Sementara lembaga atau aktor-aktor penegak hukum tetap saja terlabel sebagai ”masih tetap korup”, apalagi kalau pemosisian jabatan strategis di institusi penegak hukum tidak lepas dari kepentingan atau titipan pejabat politik di barisan penguasa. Dengan demikian, semakin masuk akal kalau aparat penegak hukum (termasuk dalam kasus Johnny Plate) dianggap ”bekerja berdasarkan pesan kepentingan pihak yang berkuasa”.
Maka, rasanya terlalu over-prejudice terhadap jajaran kejaksaan kalau mentersangkakan dan menahannya kali ini dianggap sebagai dampak dari persaingan politik.
Yang mau saya katakan di sini adalah bahwa persepsi subyektif di atas tidak boleh dianggap sebagai kebenaran.
Mengapa? Pertama, label negatif penegak hukum pada dasarnya sekaligus menafikan munculnya generasi baru yang profesional yang memiliki integritas di jajaran penegak hukum, khususnya kejaksaan.
Pada kasus Ferdy Sambo dan istrinya, misalnya, sangat nyata, para jaksa ataupun hakim yang bertugas tidak diragukan integritasnya kendati barangkali ada saja pihak yang berupaya menggoda mereka, termasuk melalui tawaran materi. Kita yakin, penegak hukum seperti itu tak sedikit jumlahnya di negeri ini.

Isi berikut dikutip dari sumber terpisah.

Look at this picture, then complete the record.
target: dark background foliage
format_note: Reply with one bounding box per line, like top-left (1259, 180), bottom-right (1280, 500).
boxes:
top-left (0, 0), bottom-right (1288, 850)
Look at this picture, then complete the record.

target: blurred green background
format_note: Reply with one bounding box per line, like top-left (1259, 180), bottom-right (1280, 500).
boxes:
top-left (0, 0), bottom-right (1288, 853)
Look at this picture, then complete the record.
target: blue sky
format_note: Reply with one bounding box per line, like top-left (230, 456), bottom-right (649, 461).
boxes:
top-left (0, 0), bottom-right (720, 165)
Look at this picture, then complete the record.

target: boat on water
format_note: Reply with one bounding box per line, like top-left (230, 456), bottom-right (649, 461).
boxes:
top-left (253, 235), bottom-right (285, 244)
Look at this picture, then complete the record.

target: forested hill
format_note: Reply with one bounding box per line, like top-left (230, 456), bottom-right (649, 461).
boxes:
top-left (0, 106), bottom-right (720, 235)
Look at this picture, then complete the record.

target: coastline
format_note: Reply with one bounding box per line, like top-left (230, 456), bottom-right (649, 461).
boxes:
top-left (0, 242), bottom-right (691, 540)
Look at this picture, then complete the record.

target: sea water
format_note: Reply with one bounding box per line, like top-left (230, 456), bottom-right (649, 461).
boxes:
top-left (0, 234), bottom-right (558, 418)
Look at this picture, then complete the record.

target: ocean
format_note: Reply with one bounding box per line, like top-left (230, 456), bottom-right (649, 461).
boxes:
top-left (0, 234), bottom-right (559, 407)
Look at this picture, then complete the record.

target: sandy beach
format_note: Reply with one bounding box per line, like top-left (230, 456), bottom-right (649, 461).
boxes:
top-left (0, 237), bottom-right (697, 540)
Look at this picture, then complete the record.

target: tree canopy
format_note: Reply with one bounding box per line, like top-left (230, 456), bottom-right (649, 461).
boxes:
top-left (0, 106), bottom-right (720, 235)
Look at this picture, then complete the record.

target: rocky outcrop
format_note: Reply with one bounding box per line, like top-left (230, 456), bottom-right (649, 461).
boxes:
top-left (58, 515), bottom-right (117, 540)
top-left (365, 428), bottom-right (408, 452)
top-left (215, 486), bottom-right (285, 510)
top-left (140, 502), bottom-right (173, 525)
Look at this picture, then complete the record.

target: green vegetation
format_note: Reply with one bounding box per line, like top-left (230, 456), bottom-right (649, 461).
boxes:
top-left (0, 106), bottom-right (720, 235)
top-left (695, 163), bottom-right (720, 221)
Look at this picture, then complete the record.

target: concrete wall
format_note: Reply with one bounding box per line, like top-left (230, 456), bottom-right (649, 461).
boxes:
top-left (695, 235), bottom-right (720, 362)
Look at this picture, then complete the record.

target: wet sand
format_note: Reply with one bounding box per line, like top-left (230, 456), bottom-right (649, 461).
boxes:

Kedua, ketika mentersangkakan seseorang, harus memiliki data dan/atau bukti standar (minimal dua alat bukti) serta sudah melalui proses penyelidikan, penyidikan, dan gelar kasus. Bukan tiba-tiba seseorang dijadikan tersangka, apalagi konon dalam kasus Johnny Plate sejak 2020 sudah terindikasi koruptifnya. Maka, rasanya terlalu over-prejudice terhadap jajaran kejaksaan kalau menersangkakan dan menahannya kali ini dianggap sebagai dampak dari persaingan politik.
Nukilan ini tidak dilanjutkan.